In National Meat Association v. Harris, the trade association sued California over its law banning the slaughter and inhumane treatment of non-ambulatory animals in federally regulated slaughterhouses. The organization contended that the Federal Meat Inspection Act preempted the California penal code, which requires slaughterhouses to immediately euthanize a non-ambulatory pig, in conflict with the federal regulation that requires slaughterhouses to hold non-ambulatory animals for observation to identify evidence of disease.
Arguing for the petitioner, Hills said that regulating a certain category of animal interferes with the operations of a slaughterhouse: “For the states to define a type of animal in terms of the very ailment over which the feds have exclusive jurisdiction is to circumvent preemption through a pretext.”
Representing the respondent, Sharkey asserted that “states have the prerogative to regulate, if they so choose, anything going on with respect to animals on farms and as a general matter, and the federal government has no interest at the present time in doing so.”
Smith and Epstein deliberated publicly through open microphones for the audience.
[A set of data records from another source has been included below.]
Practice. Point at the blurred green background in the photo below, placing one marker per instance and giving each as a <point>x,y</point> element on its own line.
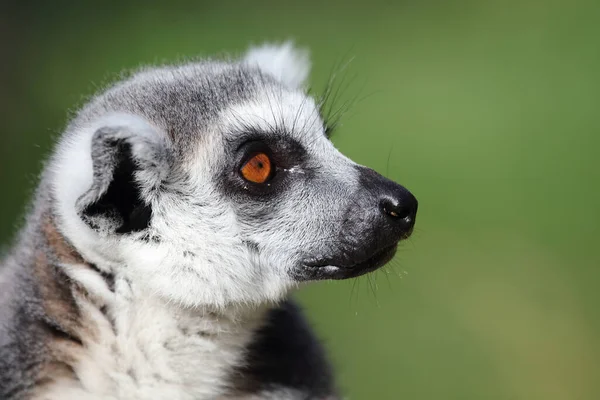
<point>486,110</point>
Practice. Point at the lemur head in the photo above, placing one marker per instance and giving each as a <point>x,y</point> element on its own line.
<point>214,183</point>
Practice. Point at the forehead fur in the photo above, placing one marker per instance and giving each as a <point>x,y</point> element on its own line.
<point>183,100</point>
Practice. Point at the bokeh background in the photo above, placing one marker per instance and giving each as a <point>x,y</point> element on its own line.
<point>487,110</point>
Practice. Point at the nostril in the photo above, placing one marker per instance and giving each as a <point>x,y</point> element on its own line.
<point>396,209</point>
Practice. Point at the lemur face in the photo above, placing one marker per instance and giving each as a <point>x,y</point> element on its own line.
<point>215,184</point>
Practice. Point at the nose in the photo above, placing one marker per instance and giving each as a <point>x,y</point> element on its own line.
<point>400,208</point>
<point>397,206</point>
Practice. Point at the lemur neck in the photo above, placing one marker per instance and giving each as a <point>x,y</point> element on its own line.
<point>114,337</point>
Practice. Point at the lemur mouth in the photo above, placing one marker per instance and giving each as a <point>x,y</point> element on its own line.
<point>334,269</point>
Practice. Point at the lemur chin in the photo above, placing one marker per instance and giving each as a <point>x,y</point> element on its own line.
<point>179,209</point>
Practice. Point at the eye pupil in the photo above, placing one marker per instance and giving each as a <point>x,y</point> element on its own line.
<point>257,169</point>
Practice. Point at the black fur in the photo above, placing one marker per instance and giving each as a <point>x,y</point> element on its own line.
<point>286,354</point>
<point>122,200</point>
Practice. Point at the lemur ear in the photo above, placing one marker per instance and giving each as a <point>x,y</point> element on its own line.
<point>130,160</point>
<point>285,62</point>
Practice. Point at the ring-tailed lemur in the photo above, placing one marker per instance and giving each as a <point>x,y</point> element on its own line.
<point>179,208</point>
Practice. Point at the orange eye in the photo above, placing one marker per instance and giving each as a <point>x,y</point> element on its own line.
<point>257,169</point>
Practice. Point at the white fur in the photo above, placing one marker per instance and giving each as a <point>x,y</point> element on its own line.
<point>283,61</point>
<point>155,350</point>
<point>200,275</point>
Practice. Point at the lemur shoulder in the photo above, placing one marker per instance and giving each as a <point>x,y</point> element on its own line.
<point>179,209</point>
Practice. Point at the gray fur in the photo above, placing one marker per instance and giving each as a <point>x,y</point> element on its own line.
<point>150,268</point>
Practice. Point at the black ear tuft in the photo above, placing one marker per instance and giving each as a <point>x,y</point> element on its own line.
<point>114,203</point>
<point>121,202</point>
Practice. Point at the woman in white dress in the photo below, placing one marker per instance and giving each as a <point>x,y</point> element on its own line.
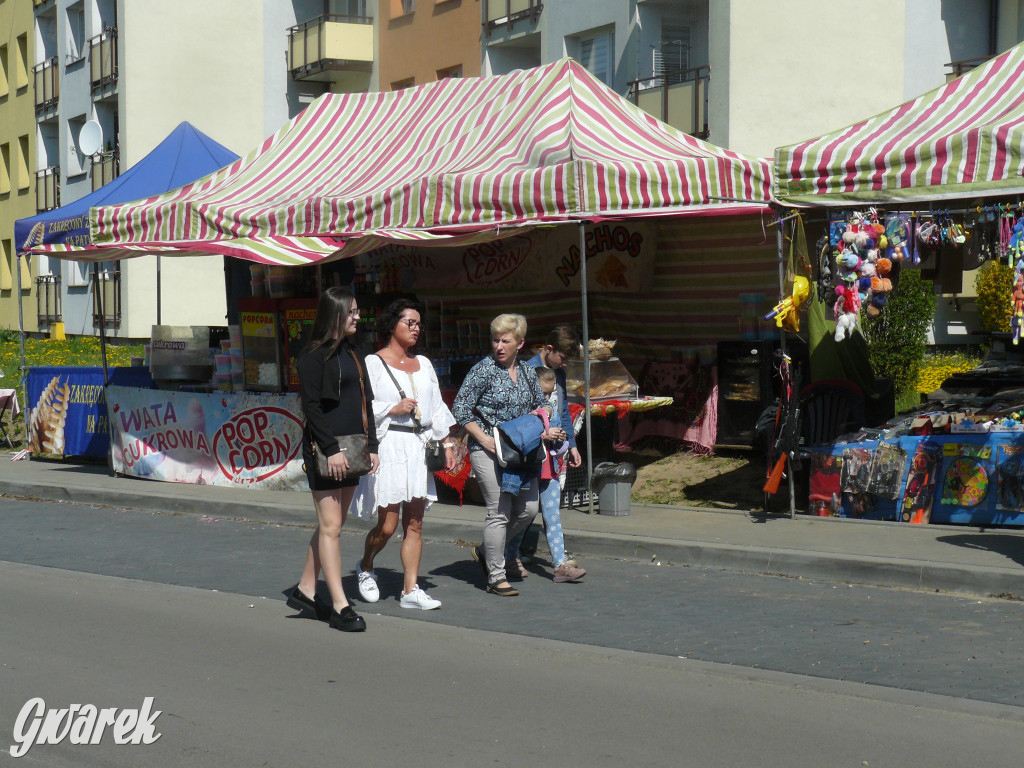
<point>409,411</point>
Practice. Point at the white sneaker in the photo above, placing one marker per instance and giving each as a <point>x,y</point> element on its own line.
<point>368,586</point>
<point>419,599</point>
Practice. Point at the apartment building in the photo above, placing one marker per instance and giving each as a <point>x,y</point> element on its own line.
<point>421,41</point>
<point>751,75</point>
<point>237,70</point>
<point>17,138</point>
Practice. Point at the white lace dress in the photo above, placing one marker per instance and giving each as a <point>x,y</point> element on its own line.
<point>402,473</point>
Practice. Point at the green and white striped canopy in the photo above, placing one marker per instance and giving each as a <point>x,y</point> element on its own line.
<point>456,160</point>
<point>961,140</point>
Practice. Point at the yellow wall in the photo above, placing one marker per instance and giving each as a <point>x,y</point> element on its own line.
<point>17,138</point>
<point>436,36</point>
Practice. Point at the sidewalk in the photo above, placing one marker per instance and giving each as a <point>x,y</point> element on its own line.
<point>944,558</point>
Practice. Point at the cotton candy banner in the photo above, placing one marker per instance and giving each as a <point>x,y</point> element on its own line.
<point>253,440</point>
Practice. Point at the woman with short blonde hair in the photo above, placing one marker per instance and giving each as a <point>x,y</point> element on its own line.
<point>509,324</point>
<point>498,389</point>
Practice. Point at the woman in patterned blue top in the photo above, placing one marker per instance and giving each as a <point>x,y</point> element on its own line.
<point>497,389</point>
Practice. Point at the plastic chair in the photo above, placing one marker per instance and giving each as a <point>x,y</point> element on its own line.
<point>829,409</point>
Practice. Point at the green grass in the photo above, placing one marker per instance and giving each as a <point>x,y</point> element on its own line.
<point>79,350</point>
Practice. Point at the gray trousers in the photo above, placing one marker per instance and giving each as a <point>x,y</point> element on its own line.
<point>507,513</point>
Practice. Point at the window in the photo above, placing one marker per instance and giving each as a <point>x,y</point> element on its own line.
<point>76,160</point>
<point>596,53</point>
<point>22,62</point>
<point>672,57</point>
<point>24,179</point>
<point>4,87</point>
<point>4,169</point>
<point>6,266</point>
<point>76,32</point>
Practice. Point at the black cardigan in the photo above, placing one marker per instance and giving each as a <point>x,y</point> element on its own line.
<point>331,401</point>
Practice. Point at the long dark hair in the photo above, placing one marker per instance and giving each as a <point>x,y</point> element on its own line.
<point>332,311</point>
<point>389,316</point>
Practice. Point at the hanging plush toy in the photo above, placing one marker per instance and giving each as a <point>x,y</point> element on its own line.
<point>1018,316</point>
<point>845,311</point>
<point>793,303</point>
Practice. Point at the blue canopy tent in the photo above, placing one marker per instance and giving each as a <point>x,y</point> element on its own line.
<point>186,155</point>
<point>180,159</point>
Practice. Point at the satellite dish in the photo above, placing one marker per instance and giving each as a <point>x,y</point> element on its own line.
<point>90,138</point>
Epstein felt that while the trade association might win on the merits of the case, it had not demonstrated irreparable harm. Smith was even more ambivalent: “It’s a close case. If it’s a pure ethical problem like ‘We don’t kill horses,’ that’s an easy case, and if it’s a pure health problem like ‘We’re going to inspect for mad cow disease,’ that’s easy the other way. I’m not quite sure whether a non-ambulatory pig is more like a mad cow or a horse.”
While the moot judges stopped short of a firm ruling, they both expected the Supreme Court to uphold the Ninth Circuit ruling for the defendants. “My guess is it will be affirmed,” said Epstein. “I would affirm it and I would go to bed feeling very uneasy about the decision.” He need not have worried, however. Four months later, the Supreme Court rejected the earlier circuit decision, ruling 9–0 for the National Meat Association.